There is a long history of making models of lost synagogues.  Visitors to Temple Beth El in Detroit have seen representation of past homes of the congregations, and visitors to Yeshiva University Museum and Beth Hafusoth in Tel Aviv have encountered more ambitious models of famous synagogues of centuries past. Beginning earlier in the last decade researchers at the Bet Tfila-Research Unit, Technische Universität Braunschweig, Germany began making wooden models of historic synagogues, a mix of (mostly German) surviving and lost buildings.  These have been exhibited in Berlin and elsewhere, and published in Synagogenarchitektur in Deutschland. Dokumentation zur Ausstellung (2008).  About the same time a growing number of architects began to use computer modeling to ‘reconstruct’ synagogue buildings.  In 2001, Robert Davis published on-line computer-generated models of Texas synagogues; and in 2004 architects at the Darmstadt University of Technology in Germany made very detailed representations of German synagogues (Synagogues in Germany : a virtual reconstruction = [Synagogen in Deutschland : eine virtuelle Rekonstruktion), edited by Darmstadt University of Technology, Department CAD in Architecture, Art and Exhibition Hall of the Federal Republic of Germany, Institute for Foreign Cultural Relation.

Vienna, Austria. Mullnergasse Synagogue. Max Fleischer, arch. 1888-89. Reconstruction/Photo: Bob Martens

In Vienna, architects from the Technische Universität Wien led by Bob Martens have taken the recovery quest one step further.  Beginning in 1998 in an ambitious program inspired in part by the 1987 publication by P. Genee of Wiener Synagogen, Martens and his team marshaled documentary, graphic and photographic evidence and created digital reconstructions of twenty-three Vienna synagogues destroyed by the Nazis on Kristallnacht in November 1938.  The project does, however, not cover the approximately 80 additional prayer houses that were in the city.  These were not, for the most part, architecturally distinctive, but more importantly insufficient evidence survives of their appearance to allow reconstructionThe reconstructions of the architecturally distinctive synagogues have been gathered into an extensively illustrated city guide to this lost heritage.
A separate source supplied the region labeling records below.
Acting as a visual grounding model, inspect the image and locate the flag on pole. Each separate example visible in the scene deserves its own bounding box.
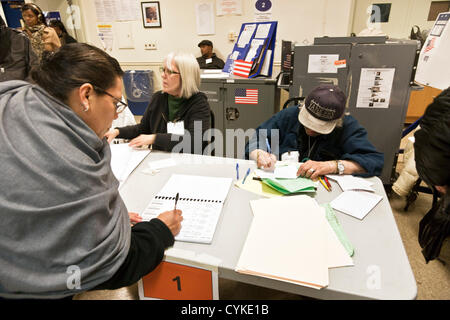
[233,60,253,78]
[234,88,258,104]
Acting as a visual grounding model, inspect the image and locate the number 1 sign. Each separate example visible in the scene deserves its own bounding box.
[139,261,219,300]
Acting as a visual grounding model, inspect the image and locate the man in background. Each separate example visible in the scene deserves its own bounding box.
[197,40,225,69]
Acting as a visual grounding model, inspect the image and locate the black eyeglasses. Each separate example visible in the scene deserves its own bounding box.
[93,86,128,113]
[159,67,180,76]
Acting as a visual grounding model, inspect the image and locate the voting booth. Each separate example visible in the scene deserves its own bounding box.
[123,70,154,116]
[289,36,420,185]
[223,21,278,78]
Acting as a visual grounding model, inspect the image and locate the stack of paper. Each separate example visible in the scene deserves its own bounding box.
[235,195,353,289]
[142,174,231,243]
[262,177,316,194]
[330,191,383,220]
[110,143,150,188]
[327,174,375,192]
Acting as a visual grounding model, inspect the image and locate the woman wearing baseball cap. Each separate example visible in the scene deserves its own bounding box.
[246,85,384,180]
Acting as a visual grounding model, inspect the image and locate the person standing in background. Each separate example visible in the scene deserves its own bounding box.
[20,3,61,61]
[0,16,38,82]
[197,40,225,69]
[49,20,77,46]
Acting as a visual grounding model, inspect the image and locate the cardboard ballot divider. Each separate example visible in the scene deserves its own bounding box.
[222,21,278,78]
[138,258,219,300]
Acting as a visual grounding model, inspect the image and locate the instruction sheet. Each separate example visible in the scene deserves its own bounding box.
[356,68,395,108]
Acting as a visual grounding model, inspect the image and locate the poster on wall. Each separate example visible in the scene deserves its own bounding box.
[216,0,242,16]
[255,0,273,22]
[195,3,215,35]
[97,24,114,51]
[356,68,395,108]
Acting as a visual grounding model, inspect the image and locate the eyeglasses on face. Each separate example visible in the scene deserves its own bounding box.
[93,86,128,113]
[159,67,180,76]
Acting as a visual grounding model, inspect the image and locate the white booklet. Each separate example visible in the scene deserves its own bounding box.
[110,143,150,189]
[330,191,383,220]
[142,174,232,243]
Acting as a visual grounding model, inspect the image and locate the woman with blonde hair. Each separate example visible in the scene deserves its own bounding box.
[106,53,211,154]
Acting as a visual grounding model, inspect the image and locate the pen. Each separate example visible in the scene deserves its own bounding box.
[266,138,272,153]
[319,177,330,191]
[323,176,331,191]
[242,168,250,184]
[173,192,180,211]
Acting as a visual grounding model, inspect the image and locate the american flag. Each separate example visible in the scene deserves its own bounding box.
[234,88,258,104]
[233,60,253,78]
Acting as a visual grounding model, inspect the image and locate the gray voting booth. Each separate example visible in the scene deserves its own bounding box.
[289,37,420,185]
[200,75,280,159]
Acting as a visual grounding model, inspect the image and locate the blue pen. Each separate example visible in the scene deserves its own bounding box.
[242,168,250,184]
[266,138,272,153]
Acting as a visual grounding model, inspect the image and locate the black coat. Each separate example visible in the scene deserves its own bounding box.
[117,91,211,154]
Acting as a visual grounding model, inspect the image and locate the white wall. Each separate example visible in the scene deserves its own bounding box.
[352,0,434,39]
[74,0,353,65]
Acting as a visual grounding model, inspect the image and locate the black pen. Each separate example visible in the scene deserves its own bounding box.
[173,192,180,211]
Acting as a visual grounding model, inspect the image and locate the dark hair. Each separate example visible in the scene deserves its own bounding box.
[31,43,123,102]
[49,20,67,34]
[414,87,450,186]
[20,3,47,26]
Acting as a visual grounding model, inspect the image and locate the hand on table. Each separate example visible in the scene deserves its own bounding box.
[157,210,183,237]
[297,160,336,180]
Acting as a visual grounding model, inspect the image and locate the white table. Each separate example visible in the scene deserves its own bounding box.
[120,151,417,299]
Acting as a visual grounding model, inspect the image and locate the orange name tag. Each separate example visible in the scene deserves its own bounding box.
[142,261,213,300]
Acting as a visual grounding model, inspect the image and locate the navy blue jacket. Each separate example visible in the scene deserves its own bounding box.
[245,106,384,176]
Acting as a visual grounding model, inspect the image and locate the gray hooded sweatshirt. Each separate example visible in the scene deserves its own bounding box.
[0,81,131,298]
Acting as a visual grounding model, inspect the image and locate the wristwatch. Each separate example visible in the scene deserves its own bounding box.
[336,160,345,174]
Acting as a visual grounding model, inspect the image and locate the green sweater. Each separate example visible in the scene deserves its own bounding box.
[168,94,186,121]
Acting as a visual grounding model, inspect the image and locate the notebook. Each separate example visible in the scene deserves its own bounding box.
[330,191,383,220]
[142,174,232,243]
[110,143,150,189]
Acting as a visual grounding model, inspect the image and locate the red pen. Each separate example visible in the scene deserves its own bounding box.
[323,176,331,191]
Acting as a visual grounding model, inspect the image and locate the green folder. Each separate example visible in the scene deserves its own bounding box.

 Vienna, Austria.  Templegasse Synagogue. Ludwig von Forster, arch. 1854-58. Reconstruction/Photo: Bob Martens

With the help of CAD (computer-aided design) and rapid prototyping a working group based around the authors was able to virtually rebuild the destroyed synagogues.  The reconstructions attempt – mostly successfully – to reconstruct both exterior and interior appearances of the destroyed synagogues.  Like the German wooden models from Braunschweig, these reconstructions make a valiant attempt to recreate interior seating arrangements.  These reconstruction are much more valuable for understanding the full spaces of sanctuary interiors than more other visual aids.  One can better understand entrance and processions routes within the space, and also the relationship between the seating of men and women.

Another great virtue of this work is that all the synagogues are shown in their (often dense) urban context, past and present.  In the guide, historic photographs are contrasted with the virtual reconstructions and accompanied by descriptive texts.  The synagogues were built in a range of historicist and modern styles by many distinguished local architects, several of whom, like Gartner, Stiassny and Fliescher were Jewish.  Several scholars have been looking at Stiassny’s life and work but he has yet to receive the monograph he deserves.